# sks price and ammo price



## Ross (May 9, 2002)

So a local dealer (wholesaler as well ) good rep been around forever, has Chinese SKS's and 1400 rounds of Polish ammo for $355. Pretty sure they're new un-issued made in the early 60s Good deal?


----------



## pheasantplucker (Feb 20, 2007)

I just googled sks and see a place called Atlantic firearms has Yugoslavian rifles for $299...that's not including ammo. I don't know what the ammo for the sks goes for...Other rifles on other websites all looked in the $350-$500 range. I'd guess that what you're looking at is a pretty good deal.


----------



## po boy (Jul 12, 2010)

I do believe most of the SKS and Ak's being sold are current production/knockoffs. However, the price is good. You might want to check on the ammo. Make sure it is non-corrosive.


----------



## Jim-mi (May 15, 2002)

What a shock from what they used to go for.................


----------



## braggscowboy (Jan 6, 2004)

Jim-mi said:


> What a shock from what they used to go for.................


Even Wal-Mart prices are high, high! Not sure if it is the price of metal, I would guess? I have been buying for years at garage sales, flea markets and so on and am in pretty good shape. I guess this is a sign of the times. A lot more demand for ammo now. I see this all the times at the place I look for it. "I had some this morning but it is all gone, it went quick".


----------



## Ross (May 9, 2002)

Its a special for sure $280 for 1400 rounds and get an SKS for $75 Regular price on the SKS is $189 Marstar Canada. No doubt the ammo is corrosive, I always get it mixed up Berdan primed, comes in a wooden crate.


----------



## Guest (Jan 21, 2012)

I don't know the market in Canada. I bought a chinese SKS last summer for $150. Ammo at Fleet farm is $230 for a crate of about 1100 rounds. It sounds like a very good deal.

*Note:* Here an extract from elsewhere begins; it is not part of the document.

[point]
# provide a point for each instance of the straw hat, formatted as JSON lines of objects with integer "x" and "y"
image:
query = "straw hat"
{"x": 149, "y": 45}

The Yugoslovian Made SKS don't have a chrome lined bore.


----------



## Cornhusker (Mar 20, 2003)

Sounds like a good deal to me.


----------



## DaleK (Sep 23, 2004)

Should try asking at ontariooutofdoors.com Ross


----------



## denaliguide (Aug 30, 2008)

I had a number of Chicom 56's, known as SKS's ( even had a 20 rd internal mag for one) and my only compliant was I could not get enuf. Chrome line bore as in the Chinese models is essential when shooting corrosive, and that is probably the BEST sure-fire ammo out there. Really good combo you got there.
I'd be inclined to snap up up as many of those combo's as I had shooters in my family, and with the SKS that would include women and children.

Even with corrosive, I think you have a good deal if they are Chinese mfg and chrome bores @@@ !!!




Ross said:


> So a local dealer (wholesaler as well ) good rep been around forever, has Chinese SKS's and 1400 rounds of Polish ammo for $355. Pretty sure they're new un-issued made in the early 60s Good deal?


----------



## diamondtim (Jun 10, 2005)

po boy said:


> I do believe most of the SKS and Ak's being sold are current production/knockoffs. However, the price is good. You might want to check on the ammo. Make sure it is non-corrosive.


If the ammo is Warsaw Pact production, it is likely corrosive (primers). Rinse the barrel and chamber with a patch soaked with a 50/50 mix of water and ammonia to neutralize the corrosive salts.


----------



## Ross (May 9, 2002)

OK so shipping $75 (required they mostly wholesale and no store front) really adds to the price and I can get an SKS (exactly the same gun, dealer buys from Marstar) locally for 189 and Russian Ammo for 200/1100 rnds..... and I get to hold it before I pay for it. There's a place that will be selling guns here in a little while too so I'll ask there I get a lot of farm supplies etc from them already.


----------